A multivariate approach to the identification of surrogate parameters for heavy metals in stormwater
Resumo:
Stormwater is a potential and readily available alternative source for potable water in urban areas. However, its direct use is severely constrained by the presence of toxic pollutants, such as heavy metals (HMs). The presence of HMs in stormwater is of concern because of their chronic toxicity and persistent nature. In addition to human health impacts, metals can contribute to adverse ecosystem health impact on receiving waters.
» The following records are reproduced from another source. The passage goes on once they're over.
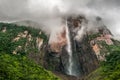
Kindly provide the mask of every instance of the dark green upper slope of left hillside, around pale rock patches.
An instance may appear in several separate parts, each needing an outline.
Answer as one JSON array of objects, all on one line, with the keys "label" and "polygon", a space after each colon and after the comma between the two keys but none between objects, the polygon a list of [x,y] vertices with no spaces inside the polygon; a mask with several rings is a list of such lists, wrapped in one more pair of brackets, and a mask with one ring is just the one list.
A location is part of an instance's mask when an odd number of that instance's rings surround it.
[{"label": "dark green upper slope of left hillside, around pale rock patches", "polygon": [[[6,32],[2,30],[6,28]],[[32,40],[28,41],[27,37],[20,37],[18,41],[13,41],[18,35],[24,34],[25,31],[28,31],[28,35],[32,36]],[[39,34],[41,32],[41,34]],[[24,53],[37,53],[36,47],[36,38],[41,38],[44,40],[44,43],[47,41],[47,36],[39,29],[34,29],[31,27],[17,26],[15,24],[4,24],[0,23],[0,51],[5,51],[6,53],[12,53],[13,50],[16,50],[18,46],[22,46],[22,49],[18,52],[21,54]],[[26,45],[28,44],[28,45]]]}]

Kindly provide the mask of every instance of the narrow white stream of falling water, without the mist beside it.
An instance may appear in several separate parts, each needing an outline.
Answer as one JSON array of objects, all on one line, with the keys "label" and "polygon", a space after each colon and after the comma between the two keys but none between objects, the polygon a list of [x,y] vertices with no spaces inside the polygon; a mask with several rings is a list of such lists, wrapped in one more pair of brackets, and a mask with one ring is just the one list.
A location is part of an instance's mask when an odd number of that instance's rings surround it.
[{"label": "narrow white stream of falling water, without the mist beside it", "polygon": [[66,21],[66,37],[67,37],[67,52],[69,55],[69,59],[68,59],[68,68],[67,68],[67,74],[68,75],[73,75],[72,73],[72,68],[73,68],[73,60],[72,60],[72,47],[71,47],[71,41],[70,41],[70,32],[69,32],[69,28],[67,25],[67,21]]}]

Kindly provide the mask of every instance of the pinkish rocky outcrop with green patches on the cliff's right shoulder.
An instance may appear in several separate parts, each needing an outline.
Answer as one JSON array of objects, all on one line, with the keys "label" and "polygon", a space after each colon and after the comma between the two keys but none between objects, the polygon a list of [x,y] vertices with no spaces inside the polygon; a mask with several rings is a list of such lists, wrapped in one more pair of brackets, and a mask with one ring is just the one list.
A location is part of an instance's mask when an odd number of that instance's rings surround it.
[{"label": "pinkish rocky outcrop with green patches on the cliff's right shoulder", "polygon": [[109,53],[109,51],[107,51],[103,43],[106,45],[114,45],[114,42],[112,41],[112,34],[106,27],[100,29],[98,28],[98,32],[94,34],[99,35],[91,39],[90,44],[95,52],[95,55],[97,56],[97,59],[99,61],[104,61],[105,56]]}]

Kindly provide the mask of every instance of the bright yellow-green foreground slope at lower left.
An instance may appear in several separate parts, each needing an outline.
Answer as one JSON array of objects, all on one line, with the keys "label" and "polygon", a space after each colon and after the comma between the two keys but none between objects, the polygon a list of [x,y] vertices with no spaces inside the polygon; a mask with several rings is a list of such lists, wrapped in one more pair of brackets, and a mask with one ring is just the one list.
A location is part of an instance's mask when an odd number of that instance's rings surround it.
[{"label": "bright yellow-green foreground slope at lower left", "polygon": [[25,56],[0,53],[0,80],[59,80]]}]

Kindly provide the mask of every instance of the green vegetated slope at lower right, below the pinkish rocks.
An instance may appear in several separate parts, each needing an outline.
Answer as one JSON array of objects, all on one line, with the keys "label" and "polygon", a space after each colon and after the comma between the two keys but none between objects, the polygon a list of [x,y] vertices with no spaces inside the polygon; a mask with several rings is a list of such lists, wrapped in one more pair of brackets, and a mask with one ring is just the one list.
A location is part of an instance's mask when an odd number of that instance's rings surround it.
[{"label": "green vegetated slope at lower right, below the pinkish rocks", "polygon": [[109,55],[101,62],[100,68],[92,72],[86,80],[120,80],[120,46],[104,44],[104,47],[109,50]]}]

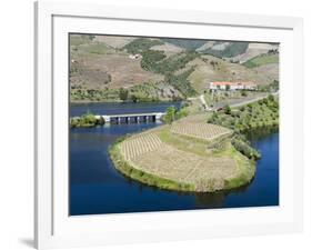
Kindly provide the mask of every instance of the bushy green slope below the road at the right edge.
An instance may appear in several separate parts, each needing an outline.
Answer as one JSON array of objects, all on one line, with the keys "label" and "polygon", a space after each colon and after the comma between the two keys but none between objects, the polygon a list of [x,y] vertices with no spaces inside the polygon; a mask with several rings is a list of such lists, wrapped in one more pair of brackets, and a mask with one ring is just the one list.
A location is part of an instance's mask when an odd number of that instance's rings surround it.
[{"label": "bushy green slope below the road at the right edge", "polygon": [[225,110],[214,112],[208,122],[230,128],[239,133],[258,128],[276,127],[279,102],[273,96],[269,96],[248,106],[232,109],[231,112],[225,112]]}]

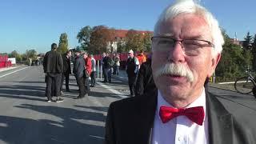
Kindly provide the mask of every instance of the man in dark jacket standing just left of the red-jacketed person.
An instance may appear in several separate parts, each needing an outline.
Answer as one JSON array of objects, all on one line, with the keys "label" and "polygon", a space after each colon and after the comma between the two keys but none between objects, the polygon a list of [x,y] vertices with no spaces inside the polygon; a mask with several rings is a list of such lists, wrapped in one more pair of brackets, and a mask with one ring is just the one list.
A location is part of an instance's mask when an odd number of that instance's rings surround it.
[{"label": "man in dark jacket standing just left of the red-jacketed person", "polygon": [[84,98],[85,97],[85,82],[84,82],[84,70],[85,70],[85,61],[83,59],[83,57],[80,55],[81,54],[81,50],[77,50],[75,52],[76,54],[76,58],[74,58],[74,68],[73,68],[73,73],[74,73],[74,77],[77,80],[78,83],[78,87],[79,87],[79,95],[78,95],[78,99],[79,98]]}]

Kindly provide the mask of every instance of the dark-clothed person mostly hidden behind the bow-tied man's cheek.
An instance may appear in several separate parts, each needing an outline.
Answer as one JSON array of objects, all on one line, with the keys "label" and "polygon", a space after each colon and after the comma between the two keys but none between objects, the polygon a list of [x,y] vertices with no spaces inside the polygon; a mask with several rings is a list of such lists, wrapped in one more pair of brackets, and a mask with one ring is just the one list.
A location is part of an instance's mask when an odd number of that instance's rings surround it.
[{"label": "dark-clothed person mostly hidden behind the bow-tied man's cheek", "polygon": [[138,70],[138,78],[135,86],[135,95],[141,96],[146,92],[155,90],[154,79],[151,69],[151,56],[146,59],[146,62],[143,62]]}]

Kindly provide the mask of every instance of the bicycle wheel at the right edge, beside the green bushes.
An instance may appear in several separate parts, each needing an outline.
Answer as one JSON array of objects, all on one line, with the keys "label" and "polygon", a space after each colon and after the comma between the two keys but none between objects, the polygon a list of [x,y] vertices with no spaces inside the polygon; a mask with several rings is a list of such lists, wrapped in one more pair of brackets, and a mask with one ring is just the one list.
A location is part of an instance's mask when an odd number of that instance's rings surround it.
[{"label": "bicycle wheel at the right edge, beside the green bushes", "polygon": [[234,89],[241,94],[250,94],[253,90],[254,82],[248,77],[238,78],[234,82]]}]

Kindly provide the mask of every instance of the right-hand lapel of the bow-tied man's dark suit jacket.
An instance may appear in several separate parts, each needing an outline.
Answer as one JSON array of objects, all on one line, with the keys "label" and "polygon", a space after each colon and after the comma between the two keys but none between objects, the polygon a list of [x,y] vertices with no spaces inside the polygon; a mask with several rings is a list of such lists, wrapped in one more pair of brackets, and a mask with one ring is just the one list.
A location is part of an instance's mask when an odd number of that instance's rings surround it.
[{"label": "right-hand lapel of the bow-tied man's dark suit jacket", "polygon": [[233,119],[221,102],[206,91],[206,110],[209,118],[210,144],[233,143]]}]

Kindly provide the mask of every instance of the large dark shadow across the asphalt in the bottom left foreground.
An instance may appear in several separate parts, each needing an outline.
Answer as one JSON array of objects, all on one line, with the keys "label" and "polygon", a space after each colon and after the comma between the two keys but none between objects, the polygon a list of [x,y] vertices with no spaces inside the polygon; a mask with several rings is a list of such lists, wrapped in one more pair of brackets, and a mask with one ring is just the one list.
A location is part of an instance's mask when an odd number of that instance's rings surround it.
[{"label": "large dark shadow across the asphalt in the bottom left foreground", "polygon": [[[46,114],[47,119],[34,120],[36,118],[0,116],[0,139],[4,142],[15,144],[103,143],[104,126],[102,125],[106,116],[102,113],[30,104],[15,107]],[[86,108],[95,109],[95,106]],[[98,107],[96,109],[105,110],[107,108]]]}]

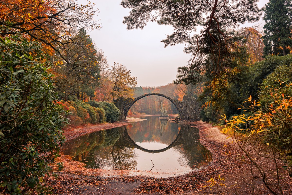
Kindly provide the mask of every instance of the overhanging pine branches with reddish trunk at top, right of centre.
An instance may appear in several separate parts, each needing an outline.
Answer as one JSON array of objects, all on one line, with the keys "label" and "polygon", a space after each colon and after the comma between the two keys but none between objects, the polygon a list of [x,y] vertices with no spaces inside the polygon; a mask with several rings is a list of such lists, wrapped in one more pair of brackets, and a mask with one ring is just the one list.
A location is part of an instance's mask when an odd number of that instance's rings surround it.
[{"label": "overhanging pine branches with reddish trunk at top, right of centre", "polygon": [[[189,65],[178,69],[178,82],[197,83],[210,70],[212,77],[229,67],[227,57],[237,57],[234,32],[238,23],[257,21],[261,11],[257,0],[124,0],[130,8],[124,17],[128,29],[143,28],[147,22],[170,25],[173,33],[162,40],[165,46],[185,44],[185,52],[192,54]],[[202,30],[199,30],[202,27]],[[196,33],[199,31],[199,33]],[[235,55],[235,56],[234,56]],[[209,65],[208,67],[206,67]]]}]

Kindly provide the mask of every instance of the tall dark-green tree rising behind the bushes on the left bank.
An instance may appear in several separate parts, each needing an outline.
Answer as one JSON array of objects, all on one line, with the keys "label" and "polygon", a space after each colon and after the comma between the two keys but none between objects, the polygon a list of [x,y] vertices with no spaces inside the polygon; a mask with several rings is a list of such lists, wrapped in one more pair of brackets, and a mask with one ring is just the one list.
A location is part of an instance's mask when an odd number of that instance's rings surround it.
[{"label": "tall dark-green tree rising behind the bushes on the left bank", "polygon": [[66,61],[57,55],[55,86],[63,99],[76,95],[85,101],[86,97],[91,99],[99,87],[100,70],[106,67],[107,61],[103,51],[95,47],[83,28],[78,34],[72,35],[72,40],[66,49],[60,50],[62,56],[66,56]]}]

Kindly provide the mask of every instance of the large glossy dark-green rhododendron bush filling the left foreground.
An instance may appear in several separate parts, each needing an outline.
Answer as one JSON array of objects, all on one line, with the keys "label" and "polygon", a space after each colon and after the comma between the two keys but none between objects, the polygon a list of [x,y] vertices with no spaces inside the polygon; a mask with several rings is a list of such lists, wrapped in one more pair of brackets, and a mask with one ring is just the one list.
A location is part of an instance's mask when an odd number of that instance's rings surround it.
[{"label": "large glossy dark-green rhododendron bush filling the left foreground", "polygon": [[[36,42],[0,40],[0,193],[50,194],[44,176],[68,124]],[[32,54],[32,55],[29,55]]]}]

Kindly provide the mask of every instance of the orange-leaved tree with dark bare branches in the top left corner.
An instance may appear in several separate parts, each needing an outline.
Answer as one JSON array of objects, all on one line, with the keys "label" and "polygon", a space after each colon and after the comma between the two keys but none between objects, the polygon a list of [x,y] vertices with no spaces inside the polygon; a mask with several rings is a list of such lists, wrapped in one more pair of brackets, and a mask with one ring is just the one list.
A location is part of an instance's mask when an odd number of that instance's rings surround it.
[{"label": "orange-leaved tree with dark bare branches in the top left corner", "polygon": [[[93,16],[94,4],[78,4],[72,0],[2,0],[0,1],[0,36],[21,33],[57,51],[74,42],[72,34],[79,27],[99,28]],[[49,49],[50,50],[50,49]],[[53,55],[53,53],[51,54]],[[64,60],[69,61],[64,57]]]}]

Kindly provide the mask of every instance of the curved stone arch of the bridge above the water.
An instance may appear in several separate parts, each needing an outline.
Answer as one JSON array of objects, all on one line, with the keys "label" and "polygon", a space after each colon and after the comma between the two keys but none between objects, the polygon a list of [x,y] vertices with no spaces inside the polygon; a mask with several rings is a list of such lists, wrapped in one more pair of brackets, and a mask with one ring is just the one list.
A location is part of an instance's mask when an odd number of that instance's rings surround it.
[{"label": "curved stone arch of the bridge above the water", "polygon": [[178,109],[178,112],[180,113],[180,115],[182,115],[182,113],[183,113],[183,111],[182,111],[183,110],[183,105],[182,105],[182,102],[181,101],[172,99],[171,97],[169,97],[167,95],[164,95],[164,94],[160,94],[160,93],[149,93],[149,94],[144,94],[142,96],[136,97],[132,101],[124,102],[124,115],[125,115],[125,119],[127,118],[128,111],[133,106],[133,104],[136,101],[138,101],[139,99],[142,99],[142,98],[144,98],[146,96],[162,96],[162,97],[165,97],[166,99],[168,99],[169,101],[171,101],[175,105],[175,107],[176,107],[176,109]]}]

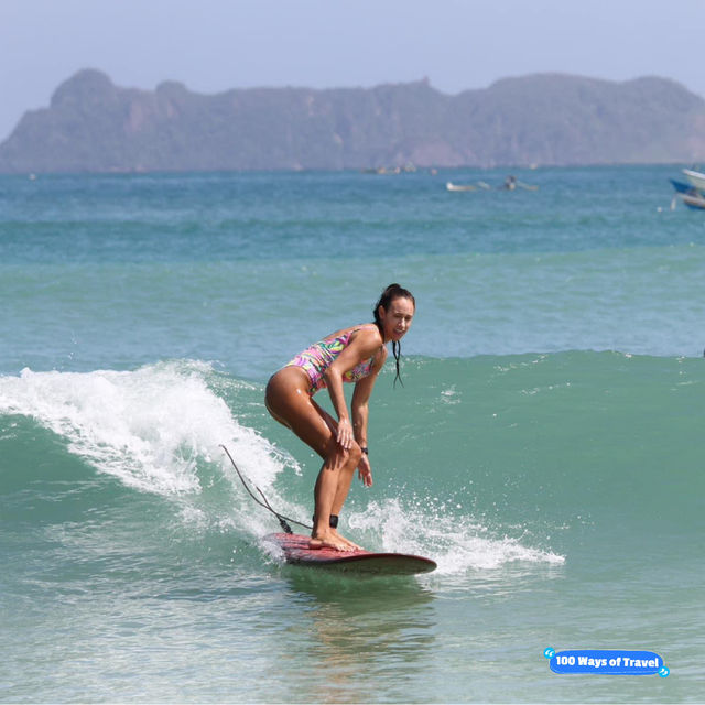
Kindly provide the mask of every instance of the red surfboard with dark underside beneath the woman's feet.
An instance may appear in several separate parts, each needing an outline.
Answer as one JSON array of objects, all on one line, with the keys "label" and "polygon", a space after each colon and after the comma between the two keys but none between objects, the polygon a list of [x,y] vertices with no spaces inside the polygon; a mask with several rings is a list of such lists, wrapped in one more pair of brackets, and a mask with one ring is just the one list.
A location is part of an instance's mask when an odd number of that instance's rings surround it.
[{"label": "red surfboard with dark underside beneath the woman's feet", "polygon": [[264,536],[264,541],[276,544],[283,551],[286,563],[294,565],[378,575],[414,575],[430,573],[437,567],[431,558],[406,553],[310,549],[310,536],[299,533],[272,533]]}]

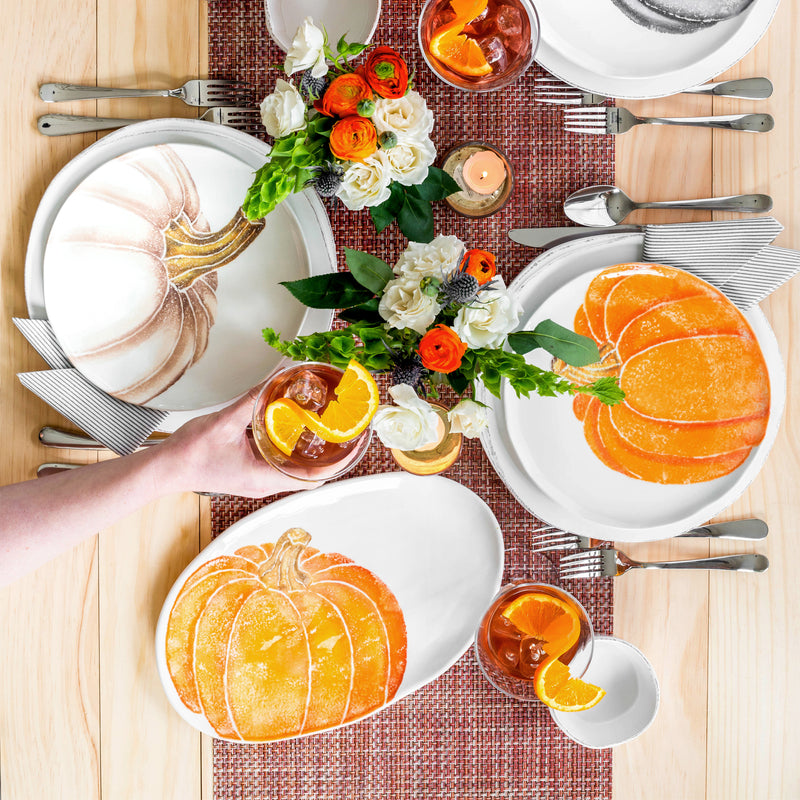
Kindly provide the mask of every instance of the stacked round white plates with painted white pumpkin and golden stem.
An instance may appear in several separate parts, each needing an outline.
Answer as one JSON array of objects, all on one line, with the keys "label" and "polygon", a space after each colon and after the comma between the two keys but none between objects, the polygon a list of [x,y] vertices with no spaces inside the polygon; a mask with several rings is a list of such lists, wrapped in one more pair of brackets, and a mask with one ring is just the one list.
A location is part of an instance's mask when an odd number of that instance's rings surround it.
[{"label": "stacked round white plates with painted white pumpkin and golden stem", "polygon": [[[296,336],[330,327],[331,312],[292,302],[280,286],[336,268],[316,195],[293,195],[263,228],[239,213],[268,152],[199,120],[131,125],[69,162],[34,219],[30,316],[50,320],[73,365],[99,388],[176,412],[164,430],[224,406],[275,369],[280,356],[262,328]],[[172,251],[163,231],[174,231]],[[198,259],[208,272],[192,272]],[[165,283],[168,262],[184,264],[189,288]]]}]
Therefore, the ability to predict the levels of HMs in stormwater is crucial for monitoring stormwater quality and for the design of effective treatment systems. Unfortunately, the current laboratory methods for determining HM concentrations are resource intensive and time consuming. In this paper, applications of multivariate data analysis techniques are presented to identify potential surrogate parameters which can be used to determine HM concentrations in stormwater. Accordingly, partial least squares was applied to identify a suite of physicochemical parameters which can serve as indicators of HMs. Datasets having varied characteristics, such as land use and particle size distribution of solids, were analyzed to validate the efficacy of the influencing parameters. Iron, manganese, total organic carbon, and inorganic carbon were identified as the predominant parameters that correlate with the HM concentrations. The practical extension of the study outcomes to urban stormwater management is also discussed.